My question is about the use of a food processor rather than a blender.  The recipe specifically states to not use a blender but to use the FP.  Why?

They are simmering some potato/shallots with fish/oyster liquid. Then they stir in the spinach to wilt. * Then FP and specifiy to "not" use a blender. * 

They layer oysters, bacon bits, spoon on spinach-potato mix, sprinkle bread crumbs then bake ramekins 8-10 minutes.  

Why?  

and a secondary question...  is the 8-10 minutes enough to actually 'cook' the oysters or just warm them up and they are still raw.  LOL - I can do a couple of raw oysters but really don't like them cooked...  yech, patuii..


----------



## dragnlaw (May 22, 2017)

Guess I should add that they are being baked at 425f/220c and that there are 16 oysters divided amongst 4 ramekins to make 4 servings.  

hmm, to my mind that is a pretty big appetizer.


----------



## caseydog (May 22, 2017)

The only reason I can think of is that blender blades are dull, while FP blades are razor sharp. Dull blades will tear and bruise your spinach. 

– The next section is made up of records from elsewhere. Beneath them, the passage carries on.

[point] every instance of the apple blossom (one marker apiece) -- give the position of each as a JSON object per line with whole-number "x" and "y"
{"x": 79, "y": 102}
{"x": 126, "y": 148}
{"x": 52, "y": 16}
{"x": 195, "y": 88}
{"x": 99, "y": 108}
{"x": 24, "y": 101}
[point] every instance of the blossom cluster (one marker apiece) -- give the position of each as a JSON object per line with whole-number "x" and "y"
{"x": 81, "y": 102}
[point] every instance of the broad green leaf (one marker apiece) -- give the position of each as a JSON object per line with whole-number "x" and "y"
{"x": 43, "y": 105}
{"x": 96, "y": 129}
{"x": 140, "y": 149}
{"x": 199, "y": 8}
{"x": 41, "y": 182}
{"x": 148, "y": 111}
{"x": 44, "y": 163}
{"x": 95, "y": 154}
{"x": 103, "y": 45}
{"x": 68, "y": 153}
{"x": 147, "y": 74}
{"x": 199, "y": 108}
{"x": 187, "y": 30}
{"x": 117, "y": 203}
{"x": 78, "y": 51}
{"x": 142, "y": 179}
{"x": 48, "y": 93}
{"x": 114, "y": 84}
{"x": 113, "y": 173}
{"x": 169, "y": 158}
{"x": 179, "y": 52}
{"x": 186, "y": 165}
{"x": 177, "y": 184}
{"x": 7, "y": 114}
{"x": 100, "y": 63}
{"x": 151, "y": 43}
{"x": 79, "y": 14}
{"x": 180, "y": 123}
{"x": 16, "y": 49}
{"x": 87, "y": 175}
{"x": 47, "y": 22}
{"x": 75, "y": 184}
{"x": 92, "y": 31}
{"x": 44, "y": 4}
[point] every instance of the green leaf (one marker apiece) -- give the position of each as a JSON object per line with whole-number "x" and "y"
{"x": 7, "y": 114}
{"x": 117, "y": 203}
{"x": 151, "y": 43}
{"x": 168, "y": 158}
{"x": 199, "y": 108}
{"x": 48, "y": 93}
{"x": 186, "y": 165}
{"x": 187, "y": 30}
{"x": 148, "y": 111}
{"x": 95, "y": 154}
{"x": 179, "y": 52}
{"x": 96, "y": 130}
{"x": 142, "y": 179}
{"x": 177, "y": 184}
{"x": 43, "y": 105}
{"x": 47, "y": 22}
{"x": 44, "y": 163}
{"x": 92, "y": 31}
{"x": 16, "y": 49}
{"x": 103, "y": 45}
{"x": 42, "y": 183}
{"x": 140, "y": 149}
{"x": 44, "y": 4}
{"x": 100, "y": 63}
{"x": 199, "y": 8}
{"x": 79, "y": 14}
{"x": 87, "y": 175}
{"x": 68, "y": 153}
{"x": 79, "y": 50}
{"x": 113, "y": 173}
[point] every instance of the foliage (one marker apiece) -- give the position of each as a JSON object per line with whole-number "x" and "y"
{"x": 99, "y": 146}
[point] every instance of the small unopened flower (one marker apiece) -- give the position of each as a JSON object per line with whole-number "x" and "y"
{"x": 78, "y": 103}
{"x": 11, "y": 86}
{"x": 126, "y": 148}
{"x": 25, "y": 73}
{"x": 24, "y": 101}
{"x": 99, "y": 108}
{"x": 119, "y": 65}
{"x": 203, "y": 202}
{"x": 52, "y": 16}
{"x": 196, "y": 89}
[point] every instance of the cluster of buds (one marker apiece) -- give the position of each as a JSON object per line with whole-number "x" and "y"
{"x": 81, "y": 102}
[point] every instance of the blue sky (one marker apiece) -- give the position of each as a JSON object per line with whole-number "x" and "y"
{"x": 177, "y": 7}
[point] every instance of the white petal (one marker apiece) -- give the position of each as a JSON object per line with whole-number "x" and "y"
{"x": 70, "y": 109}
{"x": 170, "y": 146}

I'm not sure that's the reason, but it's all I got. 

CD


----------



## dragnlaw (May 22, 2017)

Like your thinking *caseyd*... I certainly never thought of that and it is true...   but... that being said - don't think it's the answer,  .  Once the spinach is wilted, mixed in and baked in the oven, bruising in the blender can't make that much of a difference.. or maybe it does??  prevents it from 'liquefying'!?  A blender might do that whereas an FP wouldn't. 

Arghh! - I don't know which is why I came here for an educated answer!


----------



## PrincessFiona60 (May 23, 2017)

I think they don't want it liquefied, just finely chopped.


----------



## jennyema (May 23, 2017)

blenders make potatoes gluey and unappetizing


----------



## CraigC (May 23, 2017)

If the shallots are cooked whole, why not remove them and blitz with the spinach? Mean while, rice the potatoes and then mix it all together. I think you would get a fluffier end product.


----------